Home Page: http://www.salemstate.edu/~rbranscomb/

Faigley, Lester. The Brief Penguin Handbook, 4th ed. Boston: Longman, 2012
Levitt, Steven D., and Stephen J. Dubner. Freakonomics. New York: Harper-Collins, 2005

Composition I is a college level writing course which introduces you to the writing process practiced by successful writers. It is not a course in literature; it is not a course in grammar (though a certain proficiency in writing mechanics--grammar, spelling, and punctuation--is assumed). This course is based on two assumptions:

  1. You learn to write by writing and having readers respond carefully and critically.
  2. Writing is a continuous, recursive process whose ingredients are called INVENTING (or PREWRITING), DRAFTING, REVISING, EDITING, AND PROOFREADING. Since it is a process, it can be learned; it is not magic and does not depend on mood or inspiration.
  3. Academic Writing involves entering a conversation and understanding multiple points of view on an issue.

"ENL 101 COMPOSITION I 3 credits
"This course teaches students how to compose expository essays on topics of interest to the college community and to other well educated audiences. Students will learn how to draft and revise essays that express the writer's own ideas while also considering the ideas of others. Reading assignments will include nonfiction texts, and students will learn basic procedures for summarizing, analyzing, and documenting sources.
"Prerequisite: ENL100 or ENL100A or satisfactory completion of English Department placement procedure."


In general, the main requirements are that you write faithfully every week, both your assigned papers and postings to the course listserv and that you respond to your classmates' writing honestly, constructively, and conscientiously.
Specifically, your requirements are:

  1. All reading assignments.
  2. Five papers--rough drafts, peer reviews, and final drafts.
  3. Participation in reading and responding to others' writing. Responses to drafts must posted in EliReview by the time indicated on the course schedule.


This course is testing out special software from Bedford St.

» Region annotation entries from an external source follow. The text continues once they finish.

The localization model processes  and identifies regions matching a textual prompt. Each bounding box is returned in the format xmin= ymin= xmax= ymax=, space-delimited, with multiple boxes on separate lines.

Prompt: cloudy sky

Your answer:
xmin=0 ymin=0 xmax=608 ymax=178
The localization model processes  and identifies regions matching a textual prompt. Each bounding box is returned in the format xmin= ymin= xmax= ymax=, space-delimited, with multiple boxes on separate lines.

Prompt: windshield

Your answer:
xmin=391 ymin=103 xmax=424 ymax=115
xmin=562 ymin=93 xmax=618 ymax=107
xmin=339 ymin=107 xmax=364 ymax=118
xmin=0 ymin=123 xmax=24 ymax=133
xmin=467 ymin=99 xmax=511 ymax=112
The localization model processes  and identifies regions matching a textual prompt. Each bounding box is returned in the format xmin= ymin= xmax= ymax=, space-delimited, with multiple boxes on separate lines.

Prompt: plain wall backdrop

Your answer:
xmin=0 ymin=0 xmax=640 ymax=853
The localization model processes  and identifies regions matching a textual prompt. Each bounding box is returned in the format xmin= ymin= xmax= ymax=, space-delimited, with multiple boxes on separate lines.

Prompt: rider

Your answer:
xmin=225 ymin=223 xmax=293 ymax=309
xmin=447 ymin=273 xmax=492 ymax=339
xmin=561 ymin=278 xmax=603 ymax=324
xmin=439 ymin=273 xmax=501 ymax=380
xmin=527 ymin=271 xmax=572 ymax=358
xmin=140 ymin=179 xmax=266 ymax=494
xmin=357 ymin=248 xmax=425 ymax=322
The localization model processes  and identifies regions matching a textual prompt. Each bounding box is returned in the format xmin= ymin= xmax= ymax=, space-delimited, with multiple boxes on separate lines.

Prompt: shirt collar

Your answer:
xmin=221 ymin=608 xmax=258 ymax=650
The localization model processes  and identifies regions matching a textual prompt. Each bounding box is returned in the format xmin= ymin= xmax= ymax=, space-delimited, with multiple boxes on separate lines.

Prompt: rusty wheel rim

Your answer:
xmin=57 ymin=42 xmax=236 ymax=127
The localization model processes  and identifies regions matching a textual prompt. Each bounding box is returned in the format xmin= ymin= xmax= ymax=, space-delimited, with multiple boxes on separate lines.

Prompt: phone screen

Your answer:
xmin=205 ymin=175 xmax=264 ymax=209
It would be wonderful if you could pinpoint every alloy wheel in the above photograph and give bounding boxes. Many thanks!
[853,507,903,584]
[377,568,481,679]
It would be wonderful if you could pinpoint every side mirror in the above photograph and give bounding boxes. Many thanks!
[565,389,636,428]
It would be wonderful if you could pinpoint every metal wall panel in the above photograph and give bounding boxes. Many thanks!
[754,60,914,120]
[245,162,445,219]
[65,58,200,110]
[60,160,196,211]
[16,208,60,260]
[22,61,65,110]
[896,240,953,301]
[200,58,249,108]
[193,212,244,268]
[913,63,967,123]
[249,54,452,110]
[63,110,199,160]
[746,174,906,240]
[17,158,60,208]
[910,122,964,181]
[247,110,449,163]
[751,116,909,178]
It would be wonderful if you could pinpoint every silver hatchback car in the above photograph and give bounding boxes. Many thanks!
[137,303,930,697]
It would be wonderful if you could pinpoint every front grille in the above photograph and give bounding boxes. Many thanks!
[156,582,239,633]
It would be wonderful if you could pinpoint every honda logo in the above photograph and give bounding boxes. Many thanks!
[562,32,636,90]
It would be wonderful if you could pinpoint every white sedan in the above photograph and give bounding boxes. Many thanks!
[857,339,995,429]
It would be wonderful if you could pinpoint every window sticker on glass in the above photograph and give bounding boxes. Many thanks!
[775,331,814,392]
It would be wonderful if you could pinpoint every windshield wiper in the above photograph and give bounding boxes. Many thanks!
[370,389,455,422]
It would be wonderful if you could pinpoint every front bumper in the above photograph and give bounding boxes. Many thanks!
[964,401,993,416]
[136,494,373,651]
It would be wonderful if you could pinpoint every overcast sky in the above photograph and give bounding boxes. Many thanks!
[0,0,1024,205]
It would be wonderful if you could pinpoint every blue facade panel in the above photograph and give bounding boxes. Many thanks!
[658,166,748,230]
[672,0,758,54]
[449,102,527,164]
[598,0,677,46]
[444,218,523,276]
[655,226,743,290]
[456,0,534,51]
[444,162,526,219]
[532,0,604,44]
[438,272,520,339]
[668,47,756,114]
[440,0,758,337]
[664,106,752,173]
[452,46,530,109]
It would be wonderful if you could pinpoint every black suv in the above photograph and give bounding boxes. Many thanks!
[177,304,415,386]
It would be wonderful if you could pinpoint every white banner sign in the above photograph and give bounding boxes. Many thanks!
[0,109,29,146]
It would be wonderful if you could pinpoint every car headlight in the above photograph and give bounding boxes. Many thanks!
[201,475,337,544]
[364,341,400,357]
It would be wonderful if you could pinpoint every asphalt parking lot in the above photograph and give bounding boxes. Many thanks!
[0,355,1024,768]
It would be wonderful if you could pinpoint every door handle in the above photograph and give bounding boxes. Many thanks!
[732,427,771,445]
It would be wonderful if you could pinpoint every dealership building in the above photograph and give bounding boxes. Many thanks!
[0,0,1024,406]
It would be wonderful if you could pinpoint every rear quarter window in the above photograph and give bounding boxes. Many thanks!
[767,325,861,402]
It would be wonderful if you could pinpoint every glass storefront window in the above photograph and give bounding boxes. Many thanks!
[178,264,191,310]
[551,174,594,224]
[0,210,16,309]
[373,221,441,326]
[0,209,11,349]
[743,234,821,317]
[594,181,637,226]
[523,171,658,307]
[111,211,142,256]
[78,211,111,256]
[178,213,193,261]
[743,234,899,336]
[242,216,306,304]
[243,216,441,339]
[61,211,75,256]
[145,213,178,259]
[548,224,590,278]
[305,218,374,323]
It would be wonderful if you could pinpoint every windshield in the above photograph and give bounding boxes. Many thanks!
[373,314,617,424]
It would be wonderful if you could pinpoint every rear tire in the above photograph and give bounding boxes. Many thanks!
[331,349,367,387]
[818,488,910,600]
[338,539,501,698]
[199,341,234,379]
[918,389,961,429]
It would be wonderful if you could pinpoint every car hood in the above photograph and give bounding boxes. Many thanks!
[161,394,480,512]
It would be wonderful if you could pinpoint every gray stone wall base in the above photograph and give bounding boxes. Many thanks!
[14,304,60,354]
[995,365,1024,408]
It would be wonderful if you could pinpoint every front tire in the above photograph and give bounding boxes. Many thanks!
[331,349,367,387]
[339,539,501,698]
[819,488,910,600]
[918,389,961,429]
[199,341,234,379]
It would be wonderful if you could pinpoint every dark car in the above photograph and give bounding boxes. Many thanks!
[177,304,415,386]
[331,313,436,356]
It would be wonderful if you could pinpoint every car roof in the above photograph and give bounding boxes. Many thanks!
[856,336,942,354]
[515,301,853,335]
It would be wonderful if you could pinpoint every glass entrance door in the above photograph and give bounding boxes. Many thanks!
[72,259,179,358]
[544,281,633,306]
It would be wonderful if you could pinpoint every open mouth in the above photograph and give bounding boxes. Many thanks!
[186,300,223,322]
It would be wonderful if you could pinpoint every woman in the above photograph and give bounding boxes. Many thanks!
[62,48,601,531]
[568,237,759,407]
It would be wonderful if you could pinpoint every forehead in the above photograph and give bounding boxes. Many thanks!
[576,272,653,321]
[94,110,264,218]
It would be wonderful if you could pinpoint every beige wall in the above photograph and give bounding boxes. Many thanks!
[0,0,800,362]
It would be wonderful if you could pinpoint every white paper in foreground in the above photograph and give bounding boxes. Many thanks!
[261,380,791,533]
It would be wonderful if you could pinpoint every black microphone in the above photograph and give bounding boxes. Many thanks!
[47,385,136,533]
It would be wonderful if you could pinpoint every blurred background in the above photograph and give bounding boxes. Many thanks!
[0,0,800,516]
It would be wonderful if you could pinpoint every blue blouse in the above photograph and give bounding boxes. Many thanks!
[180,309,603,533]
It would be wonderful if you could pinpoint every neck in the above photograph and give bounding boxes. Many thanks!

Martin's called Eli. It is a central place for writing and revising, but it offers the additional benefit of encouraging and facilitating the peer review process. You will do all your writing and revising in Eli, and on each draft you submit, there will be steps you take to give and receive feedback. This software is very much in the testing stage, so we may expect some blips in its operation, plus I am still learning its ins and outs myself, so we will experience some growing pains along the way.


Your final grade will be the average of three grades:
  1. 60% Final Drafts
  2. 20% Rough Drafts (on time and meeting minimum requirements)
  3. 20% Quality and Quantity of your Peer Review Comments in Eli


Plagiarism is using the words or ideas of someone else and submitting them as your own. It is both dishonest and against the law. If you plagiarize in this course you will automatically receive an F for the course and be reported to the Dean of Students for probable suspension from the college.

Salem State University is committed to providing equal access to the educational experience for all students in compliance with Section 504 of The Rehabilitation Act and The Americans with Disabilities Act and to providing all reasonable academic accommodations, aids, and adjustments. Any student who has a documented disability requiring an accommodation, aid, or adjustment should speak with the instructor immediately. Students with disabilities who have not already done so should provide documentation to and schedule an appointment with the Office for Students with Disabilities and obtain appropriate services.